Apply a 100 Hz, 1Vpp, 1ms wide Pulse bias voltage to \(V_{set}\) and observe whether the photodiode is detecting the LED light.

• A pulse signal is usually defined as a square wave that does not cross zero volts. The DSOX1204G Wave Generator is a a little idiosyncratic and requires some not obvious settings:
  • In the Wavegen window, select:
    • Select Type: Pulse
    • Confirm (or set): Frequency: 100.0Hz, High Level 1.00Vpp, Low Level 0Vpp, Offset: 0V, Width: 1ms
  • Observe the pulses on your scope and confirm the bottom of the pulses is at 0 volts and the top of pulse is at 1V.
• Adjust the trimpot to see a nice signal.
• If the photodiode output is much bigger than the WaveGen input, you may want to to reduce it by pointing the LED and photodiode away from each other. This will help with the bandwidth measurement later.
• Be sure to check that the signal goes away if a strip of black paper is inserted between the LED and the photodiode. If the signal does not go away, the signal is due to electronic cross-talk between your LED and Photodiode circuits, not light transmission between them.
  • To get the cleanest signal, it is best to block or turn off any ambient light.
• Note: If the voltage divider did not have such high resistance, we’d have to think about whether the AC signal leaking into the op amp VDC power could be a problem.

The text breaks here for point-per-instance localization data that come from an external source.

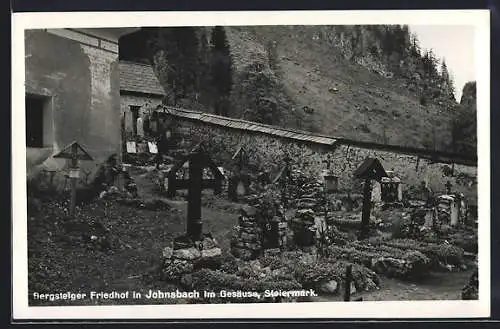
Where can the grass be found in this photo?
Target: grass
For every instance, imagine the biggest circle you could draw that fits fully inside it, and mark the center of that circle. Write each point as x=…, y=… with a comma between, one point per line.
x=59, y=260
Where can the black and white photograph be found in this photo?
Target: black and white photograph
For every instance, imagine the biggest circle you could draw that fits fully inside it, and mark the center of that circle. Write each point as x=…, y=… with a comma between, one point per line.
x=272, y=165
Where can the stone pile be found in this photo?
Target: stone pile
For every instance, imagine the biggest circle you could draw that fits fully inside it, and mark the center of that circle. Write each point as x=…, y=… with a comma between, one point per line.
x=185, y=256
x=246, y=241
x=309, y=206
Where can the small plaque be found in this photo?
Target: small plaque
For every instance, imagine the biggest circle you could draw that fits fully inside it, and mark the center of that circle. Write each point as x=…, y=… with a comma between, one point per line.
x=152, y=147
x=74, y=173
x=131, y=147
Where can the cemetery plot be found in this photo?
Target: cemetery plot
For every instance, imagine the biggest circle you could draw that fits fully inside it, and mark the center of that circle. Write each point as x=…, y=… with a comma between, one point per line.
x=290, y=233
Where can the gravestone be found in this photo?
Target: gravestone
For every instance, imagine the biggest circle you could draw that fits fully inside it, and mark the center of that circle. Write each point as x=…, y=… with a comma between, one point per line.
x=370, y=169
x=140, y=127
x=197, y=160
x=194, y=249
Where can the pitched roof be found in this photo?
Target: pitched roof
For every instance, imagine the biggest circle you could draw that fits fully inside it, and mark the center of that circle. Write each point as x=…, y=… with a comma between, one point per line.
x=251, y=126
x=139, y=78
x=305, y=136
x=370, y=168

Note: Falstad cannot simulate a photodiode, but if desired the LED flasher circuit can be simulated.

Light Communication

Instead of driving the LED with with WaveGen, use the output from Arduino digital pin 8 instead. Load DigitalOutputPrimes.ino into your arduino and run. It sends sequences of pulses corresponding to the first 5 prime numbers, pauses, then repeats. It should work without modification.

• Sequences of prime numbers are favourite SETI search signals.